Avec la démocratie, la place des pères et des mères dans l’éducation des enfants a évolué et pourtant, plus que jamais en ce début de XXIème siècle, faire intégrer les limites indispensables aux enfants semble poser question !
Pendant des siècles, les rôles des hommes et des femmes ont été cadrés avec rigueur par la société patriarcale. Depuis le XVème siècle, cette idéologie mâle a été contestée par une vision du monde en totale réaction, que l’on peut appeler féminine ou féministe. Elle a permis à la démocratie de s’installer dans la société et dans la famille. Elle a entrainé, malgré les résistances de certains, une véritable révolution des mentalités. C’est ainsi que les hommes et les femmes modernes arrivent de plus en plus à abandonner les rôles sociaux traditionnels et à se débarrasser des stéréotypes liés à leur sexe.

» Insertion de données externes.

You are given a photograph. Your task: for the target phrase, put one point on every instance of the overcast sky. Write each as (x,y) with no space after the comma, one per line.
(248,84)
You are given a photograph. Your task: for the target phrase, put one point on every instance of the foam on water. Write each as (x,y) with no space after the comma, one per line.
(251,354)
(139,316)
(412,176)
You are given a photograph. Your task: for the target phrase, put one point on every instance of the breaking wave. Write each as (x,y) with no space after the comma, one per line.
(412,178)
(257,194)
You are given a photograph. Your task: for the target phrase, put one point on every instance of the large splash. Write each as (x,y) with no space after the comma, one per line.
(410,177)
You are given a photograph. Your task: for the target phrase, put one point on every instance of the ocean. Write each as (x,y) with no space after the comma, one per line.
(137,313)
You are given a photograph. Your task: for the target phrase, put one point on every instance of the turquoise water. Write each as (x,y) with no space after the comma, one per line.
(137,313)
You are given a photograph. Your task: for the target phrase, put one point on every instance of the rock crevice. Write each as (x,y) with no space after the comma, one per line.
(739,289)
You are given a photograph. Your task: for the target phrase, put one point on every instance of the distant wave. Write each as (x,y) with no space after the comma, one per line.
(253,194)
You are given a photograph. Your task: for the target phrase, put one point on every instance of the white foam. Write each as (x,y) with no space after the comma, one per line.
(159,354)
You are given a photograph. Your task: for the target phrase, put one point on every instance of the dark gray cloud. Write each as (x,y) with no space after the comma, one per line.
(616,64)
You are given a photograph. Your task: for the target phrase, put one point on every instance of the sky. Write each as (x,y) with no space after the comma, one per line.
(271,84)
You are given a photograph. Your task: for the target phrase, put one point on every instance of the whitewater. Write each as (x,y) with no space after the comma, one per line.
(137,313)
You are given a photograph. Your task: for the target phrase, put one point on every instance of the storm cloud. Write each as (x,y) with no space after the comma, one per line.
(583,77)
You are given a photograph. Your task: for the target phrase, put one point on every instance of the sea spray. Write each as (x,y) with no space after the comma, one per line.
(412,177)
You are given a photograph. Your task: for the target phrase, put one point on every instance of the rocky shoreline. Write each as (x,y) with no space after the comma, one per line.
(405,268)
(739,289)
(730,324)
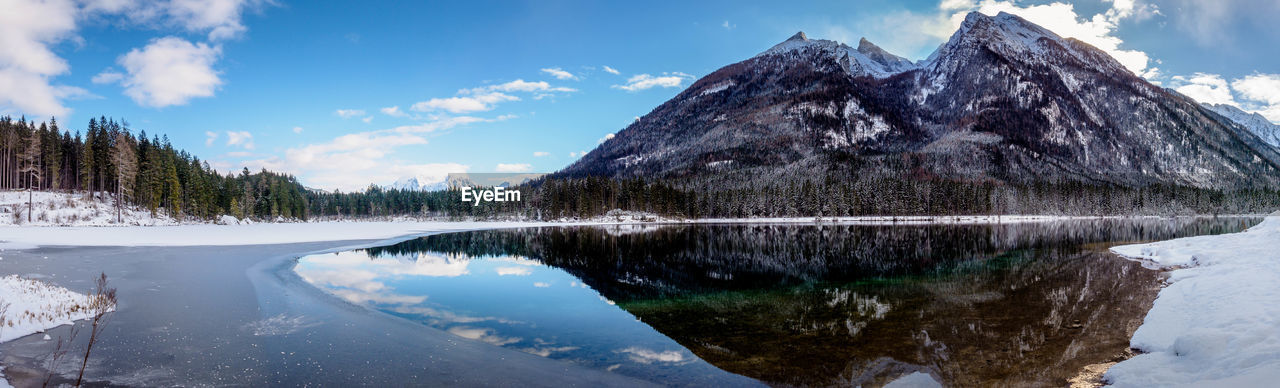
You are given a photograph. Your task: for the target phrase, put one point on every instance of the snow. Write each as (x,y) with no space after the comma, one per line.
(856,62)
(36,306)
(1217,320)
(71,209)
(266,233)
(914,380)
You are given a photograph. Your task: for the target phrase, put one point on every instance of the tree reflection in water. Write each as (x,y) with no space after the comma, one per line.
(862,305)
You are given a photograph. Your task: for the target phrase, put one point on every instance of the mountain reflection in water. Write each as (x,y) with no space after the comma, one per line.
(787,305)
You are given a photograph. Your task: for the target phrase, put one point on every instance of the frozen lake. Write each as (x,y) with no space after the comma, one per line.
(805,305)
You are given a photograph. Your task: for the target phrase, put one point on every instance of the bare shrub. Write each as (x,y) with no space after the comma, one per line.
(55,357)
(100,304)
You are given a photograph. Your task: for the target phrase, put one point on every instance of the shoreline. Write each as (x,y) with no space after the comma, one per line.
(278,269)
(1215,319)
(272,233)
(263,295)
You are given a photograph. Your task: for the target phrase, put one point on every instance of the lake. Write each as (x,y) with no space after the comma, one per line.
(1022,304)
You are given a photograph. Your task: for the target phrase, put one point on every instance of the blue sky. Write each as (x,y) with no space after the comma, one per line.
(350,94)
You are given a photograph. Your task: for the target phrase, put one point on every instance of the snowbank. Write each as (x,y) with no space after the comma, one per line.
(68,209)
(36,306)
(1217,322)
(213,234)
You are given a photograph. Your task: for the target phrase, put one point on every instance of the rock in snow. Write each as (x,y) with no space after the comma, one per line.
(1217,322)
(35,306)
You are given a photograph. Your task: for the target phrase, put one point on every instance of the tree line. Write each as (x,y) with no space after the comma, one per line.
(109,161)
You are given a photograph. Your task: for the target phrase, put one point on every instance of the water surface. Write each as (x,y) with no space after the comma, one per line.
(785,305)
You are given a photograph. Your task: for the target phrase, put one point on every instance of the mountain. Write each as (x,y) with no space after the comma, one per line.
(414,183)
(1256,123)
(1002,100)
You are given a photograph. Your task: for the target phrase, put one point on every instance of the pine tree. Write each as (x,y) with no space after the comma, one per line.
(124,159)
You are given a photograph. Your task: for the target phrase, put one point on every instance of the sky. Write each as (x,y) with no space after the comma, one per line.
(348,94)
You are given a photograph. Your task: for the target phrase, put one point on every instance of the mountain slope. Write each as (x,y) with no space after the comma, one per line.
(1256,123)
(1001,100)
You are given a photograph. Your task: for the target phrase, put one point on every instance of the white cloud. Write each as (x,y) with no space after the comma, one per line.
(28,30)
(1262,94)
(240,138)
(108,77)
(170,71)
(483,99)
(513,168)
(520,86)
(1210,88)
(560,73)
(640,82)
(393,112)
(513,270)
(222,18)
(648,356)
(352,161)
(1097,30)
(348,113)
(27,63)
(1256,92)
(464,104)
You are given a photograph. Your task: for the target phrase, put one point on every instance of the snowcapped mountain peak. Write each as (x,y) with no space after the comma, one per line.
(888,62)
(417,183)
(1016,40)
(1256,123)
(867,59)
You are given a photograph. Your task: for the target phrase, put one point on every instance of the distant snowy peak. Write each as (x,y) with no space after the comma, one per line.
(414,183)
(1256,123)
(867,59)
(883,58)
(1014,39)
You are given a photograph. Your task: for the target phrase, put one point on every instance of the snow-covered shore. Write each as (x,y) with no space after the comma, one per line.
(30,306)
(35,306)
(263,233)
(1217,320)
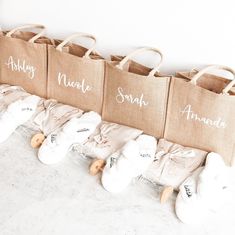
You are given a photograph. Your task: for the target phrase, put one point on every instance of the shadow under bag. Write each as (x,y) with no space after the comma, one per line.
(23,59)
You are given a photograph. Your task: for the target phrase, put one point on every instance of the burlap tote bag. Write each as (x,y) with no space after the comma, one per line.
(76,74)
(133,99)
(23,60)
(202,118)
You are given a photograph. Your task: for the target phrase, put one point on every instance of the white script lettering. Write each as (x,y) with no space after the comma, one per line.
(121,98)
(190,115)
(21,66)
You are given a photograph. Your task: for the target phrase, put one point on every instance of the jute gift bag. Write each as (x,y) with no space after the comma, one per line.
(202,118)
(133,99)
(76,74)
(23,60)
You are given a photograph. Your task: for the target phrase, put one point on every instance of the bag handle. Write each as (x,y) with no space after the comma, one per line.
(29,26)
(215,67)
(138,51)
(77,35)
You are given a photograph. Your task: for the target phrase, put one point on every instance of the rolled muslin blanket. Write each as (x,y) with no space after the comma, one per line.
(127,163)
(107,139)
(204,192)
(173,163)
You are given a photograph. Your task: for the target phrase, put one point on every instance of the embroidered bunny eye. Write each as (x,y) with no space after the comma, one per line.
(27,109)
(145,155)
(188,191)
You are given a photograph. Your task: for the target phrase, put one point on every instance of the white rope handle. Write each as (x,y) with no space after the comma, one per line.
(29,26)
(215,67)
(138,51)
(77,35)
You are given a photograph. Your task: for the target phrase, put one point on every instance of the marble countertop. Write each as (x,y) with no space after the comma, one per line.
(64,199)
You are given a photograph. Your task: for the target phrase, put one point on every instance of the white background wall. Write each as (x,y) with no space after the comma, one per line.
(189,33)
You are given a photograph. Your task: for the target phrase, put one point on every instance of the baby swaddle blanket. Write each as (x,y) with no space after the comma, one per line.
(173,163)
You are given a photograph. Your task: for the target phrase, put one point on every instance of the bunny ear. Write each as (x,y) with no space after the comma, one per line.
(130,149)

Si on ne peut que se féliciter de cette évolution, la nouvelle idéologie égalitariste n’a-t-elle pas cependant tendance à semer la confusion chez les parents et les éducateurs, particulièrement quand il s’agit de fixer des limites aux enfants ?
En effet si l’homme peut « être dans l’affectif » et même dans le ludique avec ses enfants, doit-il pour autant oublier la fonction d’autorité à laquelle les « pères » traditionnels avaient le tort de s’identifier ?
Faut-il pour ne plus verser dans l’autoritarisme, craindre l’autorité ?
Faut-il pour ne plus devenir un « père fouettard », ne plus jouer la fonction de père ?
Faut-il pour rejeter la domination masculine sexiste et aller vers plus d’égalité, ne plus distinguer dans l’autorité parentale la fonction de la mère et la fonction du père ?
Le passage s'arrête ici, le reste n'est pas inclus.